В Самарканд я попал почти через двадцать лет, в 1960 году. В Ташкенте была устроена выставка художников — графиков среднеазиатских республик, и меня пригласили приехать, посмотреть выставку и на другой день сделать о ней доклад на обсуждении. Я так и сделал, прочитал свой доклад и, когда на третий день всех участников выставки и обсуждения повезли на экскурсию в горы, не поехал туда, а отправился в Самарканд вдвоем с художником С. В. Редькиным, бывшим моим учеником по художественному институту. За день, проведенный в Самарканде, я успел бегло осмотреть любимые мною архитектурные памятники — Регистан, мечеть Биби — Ханым, вереницу мавзолеев Шахи- Зинда на Афросиабе. Но моя главная цель была пойти на могилу моей матери.
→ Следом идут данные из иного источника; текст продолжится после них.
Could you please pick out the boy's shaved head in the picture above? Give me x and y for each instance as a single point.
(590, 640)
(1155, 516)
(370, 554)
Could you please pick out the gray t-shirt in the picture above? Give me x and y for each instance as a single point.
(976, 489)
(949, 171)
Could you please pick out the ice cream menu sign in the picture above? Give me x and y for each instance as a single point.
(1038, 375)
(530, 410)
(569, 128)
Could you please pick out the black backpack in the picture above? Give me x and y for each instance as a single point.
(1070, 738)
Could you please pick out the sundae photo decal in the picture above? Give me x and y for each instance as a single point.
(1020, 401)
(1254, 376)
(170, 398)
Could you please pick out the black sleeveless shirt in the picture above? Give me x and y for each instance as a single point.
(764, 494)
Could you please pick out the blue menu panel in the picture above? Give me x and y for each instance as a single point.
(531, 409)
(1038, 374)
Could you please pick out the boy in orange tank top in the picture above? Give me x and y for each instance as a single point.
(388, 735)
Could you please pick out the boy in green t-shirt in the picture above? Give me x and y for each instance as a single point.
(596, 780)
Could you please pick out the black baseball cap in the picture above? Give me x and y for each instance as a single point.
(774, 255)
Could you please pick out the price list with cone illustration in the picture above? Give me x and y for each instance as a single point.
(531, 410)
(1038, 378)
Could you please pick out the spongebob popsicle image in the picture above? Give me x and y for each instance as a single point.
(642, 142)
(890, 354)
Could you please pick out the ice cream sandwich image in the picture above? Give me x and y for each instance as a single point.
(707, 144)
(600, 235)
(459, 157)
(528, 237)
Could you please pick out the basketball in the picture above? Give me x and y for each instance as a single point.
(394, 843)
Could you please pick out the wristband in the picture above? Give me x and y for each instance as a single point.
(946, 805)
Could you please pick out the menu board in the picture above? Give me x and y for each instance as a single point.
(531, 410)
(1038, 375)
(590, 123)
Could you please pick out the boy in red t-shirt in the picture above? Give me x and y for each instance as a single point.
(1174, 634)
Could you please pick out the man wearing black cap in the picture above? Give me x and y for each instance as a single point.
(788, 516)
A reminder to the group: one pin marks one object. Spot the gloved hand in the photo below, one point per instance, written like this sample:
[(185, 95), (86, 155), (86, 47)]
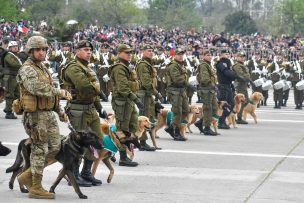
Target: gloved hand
[(103, 96), (63, 117), (102, 113), (65, 94), (159, 97), (139, 103)]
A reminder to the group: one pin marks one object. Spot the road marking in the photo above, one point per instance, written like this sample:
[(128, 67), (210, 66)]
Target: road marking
[(211, 153)]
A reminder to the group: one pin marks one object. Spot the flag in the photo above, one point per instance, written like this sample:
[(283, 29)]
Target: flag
[(22, 28)]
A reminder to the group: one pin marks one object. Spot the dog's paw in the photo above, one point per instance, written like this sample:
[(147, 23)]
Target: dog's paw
[(82, 196)]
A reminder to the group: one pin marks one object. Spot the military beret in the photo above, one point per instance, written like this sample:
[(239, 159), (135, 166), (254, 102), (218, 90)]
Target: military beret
[(147, 46), (225, 51), (241, 54), (124, 48), (205, 52), (179, 51), (84, 43)]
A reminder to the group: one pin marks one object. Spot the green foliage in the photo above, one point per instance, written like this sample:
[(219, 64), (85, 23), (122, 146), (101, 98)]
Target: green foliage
[(240, 22)]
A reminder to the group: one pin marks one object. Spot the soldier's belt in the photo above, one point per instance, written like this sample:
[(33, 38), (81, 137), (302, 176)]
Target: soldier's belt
[(80, 107)]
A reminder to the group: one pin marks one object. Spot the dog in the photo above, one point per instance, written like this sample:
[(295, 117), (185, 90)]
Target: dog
[(4, 151), (238, 100), (250, 108), (104, 155), (71, 150)]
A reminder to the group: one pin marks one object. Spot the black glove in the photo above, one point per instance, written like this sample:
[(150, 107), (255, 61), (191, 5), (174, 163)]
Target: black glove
[(139, 103), (102, 113), (103, 96), (159, 97)]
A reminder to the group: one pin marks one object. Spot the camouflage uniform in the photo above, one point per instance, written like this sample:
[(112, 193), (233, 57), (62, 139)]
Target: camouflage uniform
[(206, 78), (241, 86), (177, 83), (11, 66), (83, 83)]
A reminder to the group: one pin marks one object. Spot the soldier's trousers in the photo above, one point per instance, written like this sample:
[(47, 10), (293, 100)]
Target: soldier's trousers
[(149, 108), (11, 91), (42, 127), (278, 95), (209, 105), (180, 106), (125, 114), (225, 93), (83, 117), (298, 95), (245, 92)]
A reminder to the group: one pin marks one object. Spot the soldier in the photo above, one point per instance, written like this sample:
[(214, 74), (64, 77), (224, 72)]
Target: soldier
[(206, 78), (240, 85), (11, 66), (147, 77), (82, 110), (226, 89), (106, 60), (177, 83), (39, 98), (124, 85)]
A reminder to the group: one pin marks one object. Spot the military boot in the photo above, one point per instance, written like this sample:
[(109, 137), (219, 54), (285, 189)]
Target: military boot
[(170, 130), (145, 146), (199, 125), (80, 181), (178, 136), (208, 131), (86, 173), (125, 161), (36, 191), (241, 121), (25, 179), (10, 115)]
Я пришел туда — и не нашел могилы! Плита, лежавшая на ней, исчезла, исчезли и все зарисованные мною приметы. У меня был с собой перочинный нож, я попробовал им рыть землю на том месте, где, как я предположил, может быть занесенная песком плита, но сразу бросил это занятие, поняв, что такого произойти не могло. Тогда я пошел к директору кладбища. Из служебного домика вылез человек в драном костюме, в кепке, страшно худой, страшно небритый и с одной щекой! Я попросил, чтобы он показал мне записи погребенных в начале сороковых годов, он принес мне пачку тетрадок, когда‑то насквозь промокших и почти рассыпавшихся в прах, со сделанными чернилами записями, расплывшимися в бесформенные пятна. Но тетрадки за 1942 год не оказалось вообще. Я спросил, где прежний директор, Бальмели. Небритый и однощекий человек буркнул: «Сидит». «За что?» «Продавал памятники». Что ж, объяснилось исчезновение плиты, но не больше. Этот тощий дядя показался мне карикатурным олицетворением все стирающего Времени, дурацкой пародией на Сатурна. Я вернулся на кладбище и вдруг нашел место могилы: около нее и другой, соседней, стояла высокая и легкая большая прямоугольная железная ограда без всяких памятников, без всяких надписей, чуть не доверху заполненная очень высокой густой ярко — зеленой и свежей травой, которая вся была пронизана цветущими бледнолиловыми ирисами! Это было так красиво и так величественно, что я вполне успокоился и вернулся в Ташкент в восхищении от найденного мною молчаливого, но необыкновенно внушительного и поистине поэтического увековечивания памяти моей мамы.